Saturday, May 10, 2008

Movie time

I'm working a lot while Laura's in Ireland, so I haven't had time to do many of the home projects on my to-do list. On the other hand, I've had lots of time to watch movies, so the lack of housework might be due to my priority list. Since Laura's been gone, I've seen Iron Man on the big screen, and Sunshine, Phantoms, and Next on DVD. In brief: Iron Man was much better than I expected (better than it should be, really), a genuinely entertaining comic-book movie. Don't spend any time letting realism intrude, and you'll enjoy. I've gotta say, Robert Downey Jr. is as good in the role as Michael Keaton was as Batman, and just as surprising.

I didn't realize until about halfway through Phantoms that I had already seen it. It's a mediocre movie based on a pretty good book, but it does scary in lots of interesting, effective ways. If you watch it, pay attention to what's actually happening during the scary parts. In some of the most tense parts of the movie, what's actually happening on screen isn't that scary; it's scary by tone, not by action.

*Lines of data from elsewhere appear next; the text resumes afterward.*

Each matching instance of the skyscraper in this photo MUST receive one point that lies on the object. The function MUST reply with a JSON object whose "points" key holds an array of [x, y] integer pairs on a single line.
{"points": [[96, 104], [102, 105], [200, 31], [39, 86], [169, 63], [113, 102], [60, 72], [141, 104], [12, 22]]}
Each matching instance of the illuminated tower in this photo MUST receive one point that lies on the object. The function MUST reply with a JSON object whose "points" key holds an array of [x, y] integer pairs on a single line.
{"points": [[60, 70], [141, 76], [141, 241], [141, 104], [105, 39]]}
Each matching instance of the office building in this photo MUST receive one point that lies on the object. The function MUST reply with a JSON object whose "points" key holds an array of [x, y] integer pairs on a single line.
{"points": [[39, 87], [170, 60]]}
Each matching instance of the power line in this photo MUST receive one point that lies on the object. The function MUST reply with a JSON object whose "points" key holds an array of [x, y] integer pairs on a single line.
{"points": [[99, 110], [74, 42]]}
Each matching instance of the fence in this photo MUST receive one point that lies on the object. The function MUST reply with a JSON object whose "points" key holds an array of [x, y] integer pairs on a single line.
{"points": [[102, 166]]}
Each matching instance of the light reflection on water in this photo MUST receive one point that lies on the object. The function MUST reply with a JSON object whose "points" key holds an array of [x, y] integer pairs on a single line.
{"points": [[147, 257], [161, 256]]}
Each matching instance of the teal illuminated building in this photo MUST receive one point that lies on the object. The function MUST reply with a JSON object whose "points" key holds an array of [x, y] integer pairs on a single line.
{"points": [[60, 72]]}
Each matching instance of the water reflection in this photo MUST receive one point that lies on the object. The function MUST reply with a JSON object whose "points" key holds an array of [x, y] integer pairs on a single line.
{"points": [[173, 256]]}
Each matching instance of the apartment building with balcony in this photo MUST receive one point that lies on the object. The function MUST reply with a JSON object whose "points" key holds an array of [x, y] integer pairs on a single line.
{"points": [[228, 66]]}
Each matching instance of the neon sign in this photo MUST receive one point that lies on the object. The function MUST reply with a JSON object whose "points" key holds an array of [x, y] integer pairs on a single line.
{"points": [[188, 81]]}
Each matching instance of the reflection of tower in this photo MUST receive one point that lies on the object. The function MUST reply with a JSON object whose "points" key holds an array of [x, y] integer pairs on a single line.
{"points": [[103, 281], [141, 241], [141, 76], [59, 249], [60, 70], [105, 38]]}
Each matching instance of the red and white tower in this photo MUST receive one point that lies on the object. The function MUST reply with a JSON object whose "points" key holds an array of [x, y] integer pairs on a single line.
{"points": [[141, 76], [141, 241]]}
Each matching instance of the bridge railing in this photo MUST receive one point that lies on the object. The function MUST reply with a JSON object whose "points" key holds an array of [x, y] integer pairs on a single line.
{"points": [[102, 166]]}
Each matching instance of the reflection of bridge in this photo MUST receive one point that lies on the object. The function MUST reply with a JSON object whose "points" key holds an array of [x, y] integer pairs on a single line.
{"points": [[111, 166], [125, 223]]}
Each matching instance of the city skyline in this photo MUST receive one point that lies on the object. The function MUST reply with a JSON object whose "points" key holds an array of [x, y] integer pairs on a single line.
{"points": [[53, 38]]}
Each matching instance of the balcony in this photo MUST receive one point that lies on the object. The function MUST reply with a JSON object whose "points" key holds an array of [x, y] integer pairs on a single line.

Next is Nicholas Cage's newest on video; the gimmick is that his character can see about two minutes into the future. It's fun to watch, mostly due to a few scenes wherein our hero knows exactly what's going to happen next, but they're really inconsistent with his use of his power. Nick Cage was probably not the right actor for this role, either. And the whole premise of the movie is a huge, gaping plot hole: the FBI wants him to predict where a nuclear bomb will detonate, so they strap him down in front of a television so he can see the blast on the news and give them warning about where it's going to detonate. This is so blatantly stupid, it drags the entire movie down; two minutes is barely enough time for a phone call, much less anything that'll actually let them stop the bomb. Two minutes' warning is plenty of time to survive a gun battle, though.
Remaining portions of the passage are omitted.